Remind me again why I do this? Because doing seasonals at $3K/acre doesn't cut it.


----------



## Defcon 5

GMC Driver said:


> ROI - is that something that can be achieved in this industry? IMHO, seems like many are working to make the payments. Shiny is nice, but it don't stay shiny long.
> 
> Butts in the seats are hard enough to get, and margins dwindle a bit more. Throw salt on top of it, and it get tighter yet. Insurance....
> 
> Remind me again why I do this? Because doing seasonals at $3K/acre doesn't cut it.


$3k Canadian????....That's like $7 bucks american


----------



## Mark Oomkes

GMC Driver said:


> ROI - is that something that can be achieved in this industry? IMHO, seems like many are working to make the payments. Shiny is nice, but it don't stay shiny long.
> 
> Butts in the seats are hard enough to get, and margins dwindle a bit more. Throw salt on top of it, and it get tighter yet. Insurance....
> 
> Remind me again why I do this? Because doing seasonals at $3K/acre doesn't cut it.


The challenge?

Too hard-headed to quit?

Klompens are made for plowing?


----------



## GMC Driver

Defcon 5 said:


> $3k Canadian????....That's like $7 bucks american


I've got to move.



Mark Oomkes said:


> The challenge?
> 
> Too hard-headed to quit?
> 
> Klompens are made for plowing?


Because reformed education isn't free?


----------



## Mark Oomkes

GMC Driver said:


> I've got to move.
> 
> Because reformed education isn't free?


Good one as well...except I'm finished with the tuition side of things.


----------



## Ajlawn1

Mark Oomkes said:


> Good one as well...except I'm finished with the tuition side of things.

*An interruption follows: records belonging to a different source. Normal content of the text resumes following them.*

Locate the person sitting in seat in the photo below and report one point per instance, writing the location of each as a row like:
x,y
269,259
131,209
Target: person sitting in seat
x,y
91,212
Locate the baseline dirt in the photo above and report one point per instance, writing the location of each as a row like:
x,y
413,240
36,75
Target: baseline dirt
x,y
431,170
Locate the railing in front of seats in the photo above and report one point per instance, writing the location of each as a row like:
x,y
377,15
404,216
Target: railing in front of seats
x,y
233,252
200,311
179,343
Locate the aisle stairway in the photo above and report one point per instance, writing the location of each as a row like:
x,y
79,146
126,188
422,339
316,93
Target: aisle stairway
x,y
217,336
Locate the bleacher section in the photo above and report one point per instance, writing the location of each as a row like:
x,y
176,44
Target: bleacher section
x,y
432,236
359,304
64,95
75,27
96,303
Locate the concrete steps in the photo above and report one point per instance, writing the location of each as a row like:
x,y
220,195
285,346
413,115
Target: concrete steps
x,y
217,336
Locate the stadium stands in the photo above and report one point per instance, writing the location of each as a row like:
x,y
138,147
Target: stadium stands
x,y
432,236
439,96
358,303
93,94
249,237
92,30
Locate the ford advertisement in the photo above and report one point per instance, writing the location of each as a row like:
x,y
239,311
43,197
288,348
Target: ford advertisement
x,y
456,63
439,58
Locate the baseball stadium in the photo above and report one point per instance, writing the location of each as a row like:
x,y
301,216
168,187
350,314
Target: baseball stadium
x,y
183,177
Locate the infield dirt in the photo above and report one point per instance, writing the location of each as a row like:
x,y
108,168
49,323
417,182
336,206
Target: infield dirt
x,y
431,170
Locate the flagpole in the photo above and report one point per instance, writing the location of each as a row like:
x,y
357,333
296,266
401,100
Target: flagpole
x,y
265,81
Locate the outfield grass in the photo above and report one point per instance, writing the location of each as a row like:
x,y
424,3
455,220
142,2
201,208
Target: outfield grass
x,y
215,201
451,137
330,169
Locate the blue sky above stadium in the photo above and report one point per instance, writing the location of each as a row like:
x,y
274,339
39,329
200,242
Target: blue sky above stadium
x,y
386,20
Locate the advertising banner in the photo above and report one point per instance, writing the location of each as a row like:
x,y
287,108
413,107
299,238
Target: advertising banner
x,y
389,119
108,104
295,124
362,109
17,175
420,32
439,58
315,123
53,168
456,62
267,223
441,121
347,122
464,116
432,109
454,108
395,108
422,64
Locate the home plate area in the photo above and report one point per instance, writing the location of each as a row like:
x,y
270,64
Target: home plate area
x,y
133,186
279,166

BS... I'm sure Buzz isn't teaching you for free...


----------



## Defcon 5

Ajlawn1 said:


> BS... I'm sure Buzz isn't teaching you for free...


Give Buzz a few Old Chubs He will do anything for free


----------



## DeVries

Mark Oomkes said:


> Good one as well...except I'm finished with the tuition side of things.


Hope your still paying membership 

We do it because we like to please people, and we don't want to sit in an office or be a sales person for some company that pushes to sell stuff and meet or exceed profit margins at any cost and doesn't deliver on the day they said they would deliver what youve bought.


----------



## Mark Oomkes

DeVries said:


> Hope your still paying membership
> 
> We do it because we like to please people, and we don't want to sit in an office or be a sales person for some company that pushes to sell stuff and meet or exceed profit margins at any cost and doesn't deliver on the day they said they would deliver what youve bought.


I am, happy to help just as so many others have and do.

That's part of it...or maybe because no one will hire me?


----------